Divergent Community Perspectives and Authoritative Voices
In the heated discussions triggered by this proposal, voices from different groups vary. Cakepie DAO launched a strong protest on social media, accusing this reform of "betraying the original intention of long-term incentives and ecological co-construction," and proposed alternative solutions that include partial adjustments rather than a complete cancellation of veCAKE. This DAO believes that the governance rights and profit-sharing mechanisms formed by long-term lock-ups are key to driving the continuous development of PancakeSwap. Once canceled, the losses will not only be reflected in economic benefits but will also deal a fatal blow to the trust foundation of the entire ecosystem.
At the same time, some industry experts have also expressed differing views on the proposal. For instance, the founder of Curve stated that while decentralized governance needs continuous optimization, the interests and incentive structures of early contributors should be fully respected. Simply canceling mature mechanisms poses significant risks and may lead to the collapse of the long-term value system within the ecosystem. He referred to this proposal as a "governance attack" and suggested that veGovernance contracts should not be upgradeable.
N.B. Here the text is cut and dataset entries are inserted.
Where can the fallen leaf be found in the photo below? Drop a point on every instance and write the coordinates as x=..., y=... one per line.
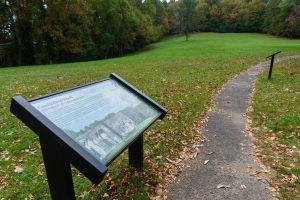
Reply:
x=243, y=187
x=18, y=169
x=223, y=186
x=105, y=195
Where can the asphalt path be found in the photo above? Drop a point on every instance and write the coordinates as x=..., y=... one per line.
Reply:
x=226, y=167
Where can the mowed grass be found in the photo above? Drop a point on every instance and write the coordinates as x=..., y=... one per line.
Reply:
x=182, y=76
x=276, y=122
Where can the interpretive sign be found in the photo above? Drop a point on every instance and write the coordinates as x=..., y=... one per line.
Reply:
x=88, y=126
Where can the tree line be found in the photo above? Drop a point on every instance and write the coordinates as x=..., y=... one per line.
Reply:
x=53, y=31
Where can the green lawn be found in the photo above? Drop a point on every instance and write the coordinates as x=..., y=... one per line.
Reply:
x=180, y=75
x=276, y=124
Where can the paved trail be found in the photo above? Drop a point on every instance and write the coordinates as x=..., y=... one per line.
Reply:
x=227, y=148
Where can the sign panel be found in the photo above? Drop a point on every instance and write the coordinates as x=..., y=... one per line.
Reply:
x=102, y=117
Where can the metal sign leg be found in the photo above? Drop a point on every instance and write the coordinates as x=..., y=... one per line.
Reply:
x=136, y=154
x=271, y=67
x=58, y=171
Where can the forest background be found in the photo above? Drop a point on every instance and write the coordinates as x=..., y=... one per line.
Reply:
x=54, y=31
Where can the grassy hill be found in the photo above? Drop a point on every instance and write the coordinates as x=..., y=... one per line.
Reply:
x=182, y=76
x=276, y=125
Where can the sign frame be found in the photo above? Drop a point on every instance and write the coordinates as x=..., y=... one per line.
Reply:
x=60, y=150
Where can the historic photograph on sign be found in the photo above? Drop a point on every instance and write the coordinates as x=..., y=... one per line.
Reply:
x=102, y=117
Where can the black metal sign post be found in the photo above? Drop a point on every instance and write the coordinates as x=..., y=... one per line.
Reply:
x=58, y=171
x=60, y=150
x=272, y=63
x=136, y=154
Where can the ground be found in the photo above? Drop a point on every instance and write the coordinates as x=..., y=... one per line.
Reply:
x=276, y=125
x=182, y=76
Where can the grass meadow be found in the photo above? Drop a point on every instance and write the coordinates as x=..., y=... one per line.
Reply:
x=181, y=75
x=276, y=124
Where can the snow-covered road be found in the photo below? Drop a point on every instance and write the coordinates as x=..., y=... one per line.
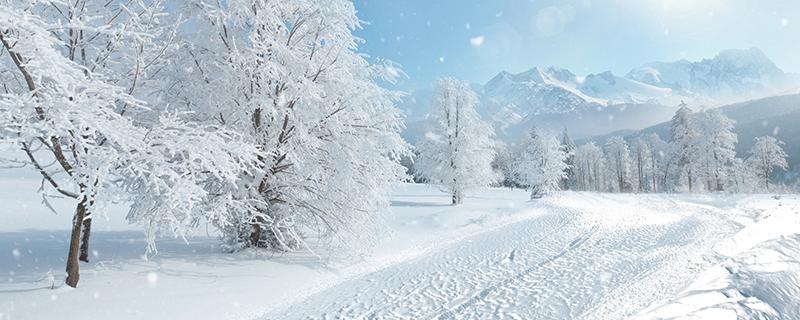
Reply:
x=584, y=257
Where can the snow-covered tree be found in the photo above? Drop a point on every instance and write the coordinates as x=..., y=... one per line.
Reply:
x=765, y=156
x=504, y=164
x=569, y=147
x=683, y=145
x=590, y=168
x=716, y=147
x=540, y=163
x=659, y=163
x=619, y=164
x=69, y=120
x=642, y=163
x=287, y=75
x=457, y=154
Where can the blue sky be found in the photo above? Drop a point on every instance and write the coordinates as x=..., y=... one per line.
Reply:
x=474, y=39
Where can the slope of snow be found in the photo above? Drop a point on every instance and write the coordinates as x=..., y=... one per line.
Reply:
x=575, y=255
x=759, y=278
x=537, y=91
x=616, y=90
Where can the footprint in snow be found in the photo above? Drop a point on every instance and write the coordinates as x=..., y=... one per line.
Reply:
x=510, y=257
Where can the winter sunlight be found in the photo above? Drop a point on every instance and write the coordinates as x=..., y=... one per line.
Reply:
x=375, y=159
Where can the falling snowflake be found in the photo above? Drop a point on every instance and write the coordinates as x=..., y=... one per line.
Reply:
x=152, y=278
x=477, y=41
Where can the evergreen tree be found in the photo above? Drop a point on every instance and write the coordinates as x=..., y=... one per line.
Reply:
x=683, y=145
x=619, y=163
x=568, y=183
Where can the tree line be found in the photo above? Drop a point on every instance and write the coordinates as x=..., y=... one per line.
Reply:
x=258, y=118
x=698, y=156
x=262, y=120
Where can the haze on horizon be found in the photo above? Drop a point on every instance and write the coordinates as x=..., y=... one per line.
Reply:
x=475, y=40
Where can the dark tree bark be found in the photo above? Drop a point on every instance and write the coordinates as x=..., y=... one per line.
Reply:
x=255, y=234
x=73, y=267
x=87, y=230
Event Progress and Subsequent Developments
On April 16, PancakeSwap official members revealed that they are in close communication with Cakepie DAO and are willing to provide $1.5 million in compensation to CKP holders, a post that received applause from Zhao Changpeng. However, even after the crash, CKP still has a fully diluted valuation (FDV) exceeding $10 million, and a circulating market value of $4 million, which is higher than the $1.5 million compensation amount.
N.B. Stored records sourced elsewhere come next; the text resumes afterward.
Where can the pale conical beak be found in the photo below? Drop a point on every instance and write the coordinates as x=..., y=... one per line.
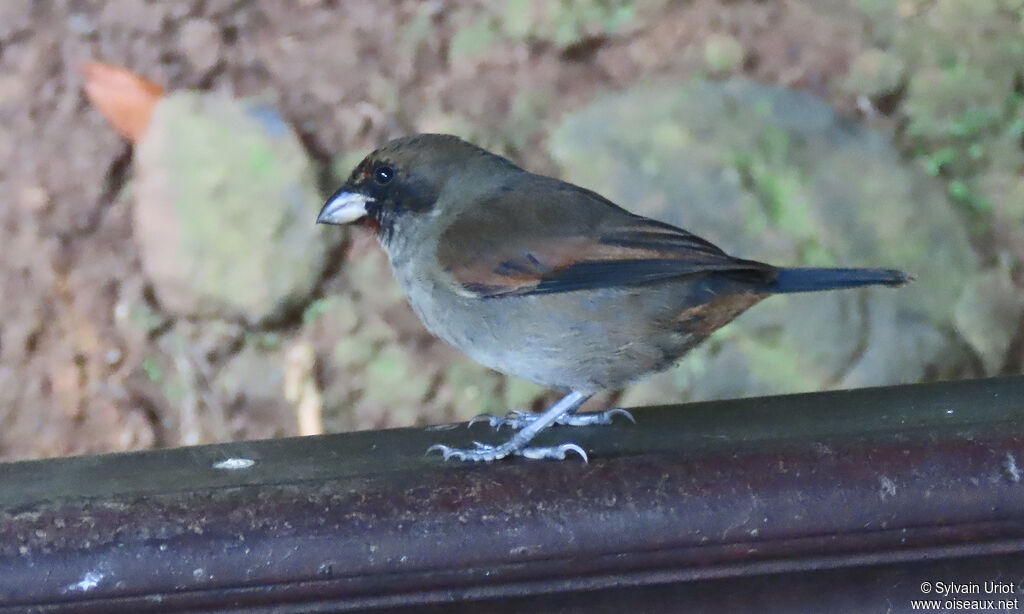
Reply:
x=344, y=208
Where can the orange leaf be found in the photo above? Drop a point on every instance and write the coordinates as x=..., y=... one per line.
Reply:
x=126, y=100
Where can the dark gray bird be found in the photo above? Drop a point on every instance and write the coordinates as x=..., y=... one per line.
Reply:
x=548, y=281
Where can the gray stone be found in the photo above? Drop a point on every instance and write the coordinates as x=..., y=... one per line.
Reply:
x=225, y=209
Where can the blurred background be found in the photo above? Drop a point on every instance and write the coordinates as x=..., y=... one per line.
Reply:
x=174, y=291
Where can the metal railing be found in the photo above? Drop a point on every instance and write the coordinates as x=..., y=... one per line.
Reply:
x=847, y=500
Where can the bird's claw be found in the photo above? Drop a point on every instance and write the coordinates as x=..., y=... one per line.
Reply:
x=517, y=419
x=485, y=452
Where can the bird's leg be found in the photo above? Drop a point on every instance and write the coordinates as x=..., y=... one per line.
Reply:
x=519, y=443
x=518, y=419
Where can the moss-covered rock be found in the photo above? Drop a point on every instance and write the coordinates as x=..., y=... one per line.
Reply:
x=226, y=199
x=776, y=175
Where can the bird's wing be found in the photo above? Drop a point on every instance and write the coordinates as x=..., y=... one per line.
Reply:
x=517, y=246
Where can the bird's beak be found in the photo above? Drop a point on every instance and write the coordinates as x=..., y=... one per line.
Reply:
x=344, y=208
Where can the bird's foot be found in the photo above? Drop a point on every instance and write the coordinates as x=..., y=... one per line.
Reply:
x=517, y=419
x=485, y=452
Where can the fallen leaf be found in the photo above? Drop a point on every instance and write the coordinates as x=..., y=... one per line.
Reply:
x=125, y=99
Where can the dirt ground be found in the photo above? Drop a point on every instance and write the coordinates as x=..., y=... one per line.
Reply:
x=72, y=380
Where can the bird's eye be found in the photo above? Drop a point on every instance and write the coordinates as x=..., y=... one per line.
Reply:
x=383, y=174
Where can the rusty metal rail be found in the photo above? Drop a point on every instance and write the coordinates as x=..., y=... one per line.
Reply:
x=830, y=501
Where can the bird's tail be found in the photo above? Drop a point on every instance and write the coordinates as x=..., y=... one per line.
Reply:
x=814, y=279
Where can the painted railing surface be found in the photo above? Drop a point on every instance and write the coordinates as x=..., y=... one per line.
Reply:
x=850, y=500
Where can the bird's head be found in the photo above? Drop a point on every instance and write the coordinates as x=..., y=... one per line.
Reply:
x=412, y=177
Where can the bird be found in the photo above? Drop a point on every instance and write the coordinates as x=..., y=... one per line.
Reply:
x=546, y=280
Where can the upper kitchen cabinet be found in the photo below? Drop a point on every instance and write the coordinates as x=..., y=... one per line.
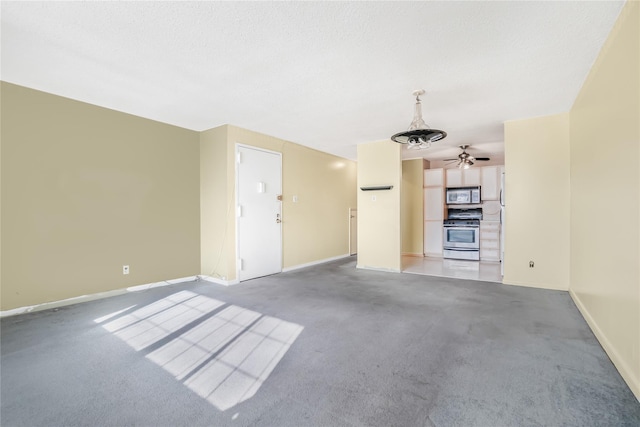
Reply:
x=434, y=177
x=434, y=204
x=463, y=177
x=490, y=183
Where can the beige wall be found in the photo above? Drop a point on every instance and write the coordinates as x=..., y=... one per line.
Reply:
x=412, y=206
x=605, y=197
x=314, y=229
x=86, y=190
x=537, y=202
x=379, y=234
x=216, y=205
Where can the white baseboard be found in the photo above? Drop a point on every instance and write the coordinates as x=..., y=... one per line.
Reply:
x=416, y=254
x=618, y=362
x=386, y=270
x=92, y=297
x=309, y=264
x=533, y=285
x=219, y=281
Currently, the proposal voting has officially gone live, with supporters holding over 70% of the votes in favor. Even if Cakepie DAO and retail investors do not support the proposal, it seems they cannot compete with the "whales" who hold 50% of the voting power due to the latest lock-ups. Zhao Changpeng stated two years ago that "letting the masses vote is different from letting capital vote." But this time, he seems to have sided with capital, becoming the person who decides the life and death of community projects with a single word based on capital advantage.
Conclusion
Overall, PancakeSwap's Token Economics 3.0 proposal is highly controversial, but it also reflects the profound contradictions and transformation needs of the current DeFi ecosystem in governance mechanisms. How to balance simplifying mechanisms, reducing complexity, and maintaining long-term incentives has become an urgent problem that the entire blockchain industry needs to address.